For Le Pen, the debate, watched by millions, was a last major chance to persuade voters of the merits of her program which includes cracking down on illegal immigration and ditching the euro currency.

In angry exchanges, Le Pen played up Macron's background as a former investment banker and economy minister, painting him as a continuation of the outgoing unpopular Socialist government and a backer of rampant globalization. He accused her of not offering solutions to problems such as France's chronic unemployment.

But the sharpest exchange was over national security, a sensitive issue in a country where more than 230 people have been killed by Islamist militants since 2015.

Le Pen accused Macron of being complacent in confronting the threat of Islamist fundamentalism. "You have no plan (on security) but you are indulgent with Islamist fundamentalism," she said.

Macron retorted that terrorism would be his priority if he is elected and accused Le Pen of being simplistic. "What you are proposing is snake oil," he said, referring to her proposals to close France's borders.

"I will lead a fight against Islamist terrorism at every level. But what they are wanting, the trap they are holding out for us, is the one that you offer – civil war," he said..

"GLOBALIZATION GONE WILD"

Le Pen labeled Macron a "smirking banker" and said he represented unfettered globalization.

"Mr. Macron is the candidate of globalization gone wild, of Uberisation, of precariousness, of social brutality, of war by everybody against everybody … of the butchering of France by big economic interests," she said, referring to the gig economy typified by U.S. app-based cab service Uber.

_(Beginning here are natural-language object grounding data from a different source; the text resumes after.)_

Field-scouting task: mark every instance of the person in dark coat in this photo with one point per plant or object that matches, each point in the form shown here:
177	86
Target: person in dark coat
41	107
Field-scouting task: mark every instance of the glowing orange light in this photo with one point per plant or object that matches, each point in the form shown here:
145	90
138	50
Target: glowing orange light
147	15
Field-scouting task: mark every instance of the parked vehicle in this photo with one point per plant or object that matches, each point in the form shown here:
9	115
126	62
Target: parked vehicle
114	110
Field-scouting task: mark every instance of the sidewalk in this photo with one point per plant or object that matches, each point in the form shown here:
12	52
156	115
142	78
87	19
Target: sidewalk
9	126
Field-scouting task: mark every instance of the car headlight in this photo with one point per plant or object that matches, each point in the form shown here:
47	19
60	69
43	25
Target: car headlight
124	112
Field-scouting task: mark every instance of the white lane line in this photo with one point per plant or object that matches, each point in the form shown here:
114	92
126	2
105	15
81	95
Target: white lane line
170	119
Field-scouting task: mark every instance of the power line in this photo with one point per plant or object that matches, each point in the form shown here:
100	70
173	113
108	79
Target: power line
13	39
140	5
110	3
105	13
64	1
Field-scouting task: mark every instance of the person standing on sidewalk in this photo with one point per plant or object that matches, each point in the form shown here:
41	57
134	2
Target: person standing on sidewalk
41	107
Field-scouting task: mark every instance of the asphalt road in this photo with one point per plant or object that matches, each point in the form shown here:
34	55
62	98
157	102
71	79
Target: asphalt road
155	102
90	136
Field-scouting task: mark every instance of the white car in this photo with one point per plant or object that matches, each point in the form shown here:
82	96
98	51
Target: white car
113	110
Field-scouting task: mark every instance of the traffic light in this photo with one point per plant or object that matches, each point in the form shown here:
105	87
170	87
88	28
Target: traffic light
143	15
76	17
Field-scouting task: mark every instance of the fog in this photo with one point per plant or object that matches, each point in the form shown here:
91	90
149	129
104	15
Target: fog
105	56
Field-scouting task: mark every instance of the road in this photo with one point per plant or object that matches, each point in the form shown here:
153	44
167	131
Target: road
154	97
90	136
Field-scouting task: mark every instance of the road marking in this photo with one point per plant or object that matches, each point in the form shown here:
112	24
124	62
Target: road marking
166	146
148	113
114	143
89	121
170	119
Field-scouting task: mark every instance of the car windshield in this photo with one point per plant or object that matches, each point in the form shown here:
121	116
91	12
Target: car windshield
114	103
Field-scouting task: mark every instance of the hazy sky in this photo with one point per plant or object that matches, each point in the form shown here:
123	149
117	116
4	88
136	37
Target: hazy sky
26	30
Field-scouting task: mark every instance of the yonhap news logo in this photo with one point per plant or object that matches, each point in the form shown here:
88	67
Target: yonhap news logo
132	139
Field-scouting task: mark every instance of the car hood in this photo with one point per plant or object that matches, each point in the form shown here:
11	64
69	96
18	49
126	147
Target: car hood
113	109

Macron hit back by calling Le Pen a liar, saying she was talking nonsense and that her rhetoric lacked substance.

On unemployment, Macron told Le Pen: "Your strategy is simply to tell a lot of lies and just to say what isn't going right in the country."

The two candidates, seated opposite one another at a table in the television studios, mapped out diametrically opposed visions for France. Macron calls for liberal reforms to kickstart the French economy, while Le Pen rails against the loss of French jobs through off-shoring and would adopt protectionist trade measures.

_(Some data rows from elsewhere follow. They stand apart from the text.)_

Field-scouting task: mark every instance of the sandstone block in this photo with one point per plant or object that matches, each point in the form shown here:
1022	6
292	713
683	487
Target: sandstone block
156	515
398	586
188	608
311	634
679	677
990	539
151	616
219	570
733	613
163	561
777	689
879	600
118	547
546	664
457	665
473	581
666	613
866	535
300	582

Macron finished only three points ahead of Le Pen in the first round on April 23, but he is widely expected now to pick up the bulk of votes from the Socialists and the centre-right whose candidates were eliminated.

Though Le Pen has a mountain to climb, the campaign has been packed with surprises.

Upwards of 20 million viewers out of an electorate of close to 47 million were expected to tune in to the two-and-a-half hour debate.

In an interview with Reuters on Tuesday Le Pen reaffirmed she wanted to take France out of the euro and get a national currency back into French pockets within two years.

ABSTAINERS TARGETED

Wednesday's event marks the first time a National Front candidate has appeared in a run-off debate – an indication of the degree of acceptance Le Pen has secured for the once-pariah party by softening its image in an attempt to dissociate it from past xenophobic associations.

Outgoing President Hollande, hours before the two rivals sat down before the cameras, renewed a call to stop Le Pen and vote for Macron.

A Cevipof poll published on the website of Le Monde on Wednesday – one of the last big surveys before Sunday's vote – saw Macron getting 59 percent of votes versus 41 percent for Le Pen. An Ifop-Fiducial poll for Paris Match, CNews and Sud Radio gave Macron a 60-40 lead.

His camp meanwhile said that, if elected, he might put back a deadline for cutting back reliance on nuclear power in the French energy mix – an announcement that sent EDF shares up 4.9 percent in heavy trade.

Assuming he wins, one of Macron's immediate tasks will be to build a parliamentary majority in follow-up elections in June to push through his program.

He heads only a fledgling movement called En Marche! (Onwards!) which has no representation in parliament.

A poll for Les Echos newspaper by OpinionWay-SLPV Analytics suggested Macron was rising to that challenge, showing his party set to emerge as the largest with between 249 and 286 seats in the 577-seat lower house, while the National Front was tipped to win 15 to 25.